Air cargo markets remained buoyant in May according to preliminary traffic figures released today by the Association of Asia Pacific Airlines (AAPA).
AAPA said amidst rising global trade tensions, Asia Pacific airlines experienced an encouraging 4.9 per cent year-on-year increase in air cargo demand as measured in freight tonne kilometres (FTK) in the month.
The association said the region’s economies enjoyed a firm increase in new orders during the month, on the back of a broader upturn across the region. At the same time, stronger demand for manufactured goods supported further growth in air cargo demand.

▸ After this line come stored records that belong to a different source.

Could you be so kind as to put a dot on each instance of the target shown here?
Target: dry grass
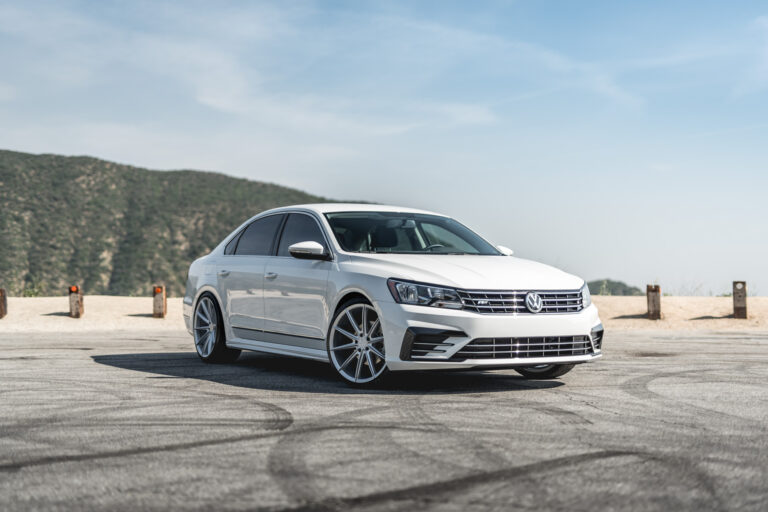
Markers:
(683, 313)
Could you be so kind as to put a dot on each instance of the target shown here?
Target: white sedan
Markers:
(373, 289)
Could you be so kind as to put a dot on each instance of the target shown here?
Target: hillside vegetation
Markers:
(115, 229)
(609, 287)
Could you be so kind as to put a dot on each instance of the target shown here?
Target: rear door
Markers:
(241, 275)
(295, 289)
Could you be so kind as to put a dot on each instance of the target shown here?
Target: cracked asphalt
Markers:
(121, 421)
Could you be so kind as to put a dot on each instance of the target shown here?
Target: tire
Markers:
(549, 371)
(208, 332)
(355, 344)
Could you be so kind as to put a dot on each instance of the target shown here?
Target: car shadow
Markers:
(640, 316)
(277, 373)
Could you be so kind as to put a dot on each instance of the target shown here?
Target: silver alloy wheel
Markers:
(205, 327)
(357, 344)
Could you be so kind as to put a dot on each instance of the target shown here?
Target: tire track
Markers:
(286, 461)
(281, 420)
(434, 493)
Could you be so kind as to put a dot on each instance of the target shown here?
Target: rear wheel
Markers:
(545, 371)
(208, 332)
(356, 343)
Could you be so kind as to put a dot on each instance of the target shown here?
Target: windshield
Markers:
(405, 233)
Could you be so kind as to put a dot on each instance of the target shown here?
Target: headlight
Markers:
(424, 295)
(586, 298)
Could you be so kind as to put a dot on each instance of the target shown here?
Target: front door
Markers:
(296, 306)
(241, 276)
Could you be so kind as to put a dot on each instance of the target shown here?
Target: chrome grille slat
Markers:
(513, 301)
(521, 348)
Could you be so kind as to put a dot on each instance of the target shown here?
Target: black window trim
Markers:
(279, 237)
(275, 238)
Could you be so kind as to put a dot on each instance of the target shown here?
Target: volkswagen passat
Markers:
(373, 289)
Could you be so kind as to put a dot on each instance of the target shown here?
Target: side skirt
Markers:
(279, 348)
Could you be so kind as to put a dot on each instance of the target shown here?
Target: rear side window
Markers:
(258, 237)
(299, 228)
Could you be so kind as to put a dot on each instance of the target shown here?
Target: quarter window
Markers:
(230, 247)
(299, 228)
(259, 237)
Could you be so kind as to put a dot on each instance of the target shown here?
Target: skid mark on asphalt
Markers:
(286, 461)
(467, 452)
(435, 493)
(639, 387)
(281, 419)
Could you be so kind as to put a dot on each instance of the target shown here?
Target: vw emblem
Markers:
(533, 302)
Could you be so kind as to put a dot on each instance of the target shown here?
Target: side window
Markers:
(440, 235)
(299, 228)
(258, 237)
(230, 247)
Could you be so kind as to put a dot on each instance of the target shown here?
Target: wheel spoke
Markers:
(348, 360)
(376, 352)
(359, 367)
(345, 333)
(352, 321)
(203, 341)
(374, 326)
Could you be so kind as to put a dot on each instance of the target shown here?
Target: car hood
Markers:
(468, 272)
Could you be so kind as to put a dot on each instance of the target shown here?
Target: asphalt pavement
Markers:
(121, 421)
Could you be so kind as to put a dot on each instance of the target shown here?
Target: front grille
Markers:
(514, 348)
(514, 301)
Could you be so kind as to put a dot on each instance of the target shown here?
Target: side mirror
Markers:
(309, 251)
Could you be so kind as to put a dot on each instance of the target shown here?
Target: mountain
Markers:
(608, 287)
(115, 229)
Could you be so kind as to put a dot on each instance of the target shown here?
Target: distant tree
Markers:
(610, 287)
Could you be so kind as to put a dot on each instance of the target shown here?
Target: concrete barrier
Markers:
(739, 299)
(76, 306)
(653, 293)
(159, 301)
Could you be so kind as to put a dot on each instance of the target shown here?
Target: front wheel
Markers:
(208, 331)
(356, 343)
(545, 371)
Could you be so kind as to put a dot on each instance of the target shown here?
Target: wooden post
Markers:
(76, 309)
(653, 292)
(3, 303)
(159, 301)
(739, 299)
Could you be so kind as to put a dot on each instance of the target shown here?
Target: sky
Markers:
(623, 140)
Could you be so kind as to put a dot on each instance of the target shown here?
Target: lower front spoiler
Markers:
(417, 365)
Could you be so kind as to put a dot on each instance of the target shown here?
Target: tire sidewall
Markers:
(339, 310)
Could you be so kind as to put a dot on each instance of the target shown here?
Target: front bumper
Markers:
(459, 328)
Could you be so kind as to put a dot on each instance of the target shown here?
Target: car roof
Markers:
(322, 208)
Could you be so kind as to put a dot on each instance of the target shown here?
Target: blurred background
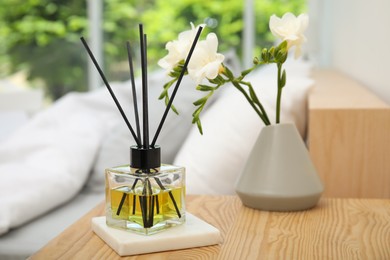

However, the average international freight load factor declined by 1.3 percentage points to 64.2 per cent for the month, after accounting for a faster 7.2 per cent growth in offered freight capacity.
AAPA director general, Andrew Herdman said: “Global economic expansion remained relatively solid, marked by a pick-up in business activity in major advanced economies, particularly the United States, and sustained growth in the leading Asian economies.”
He said air cargo demand grew by 5.4 per cent in the first five months of the year, with volumes “sustained at relatively high levels”.
Looking ahead, Herdman said: “Whilst the increase in new orders across the region is still quite encouraging, the recent escalation in protectionist rhetoric could potentially undermine confidence and destabilize global trade flows.
“In addition, the operating environment for airlines is increasingly challenging due to the impact of higher fuel costs. Accordingly, the region’s carriers continue to seek avenues to increase operational efficiencies in a bid to boost profitability.”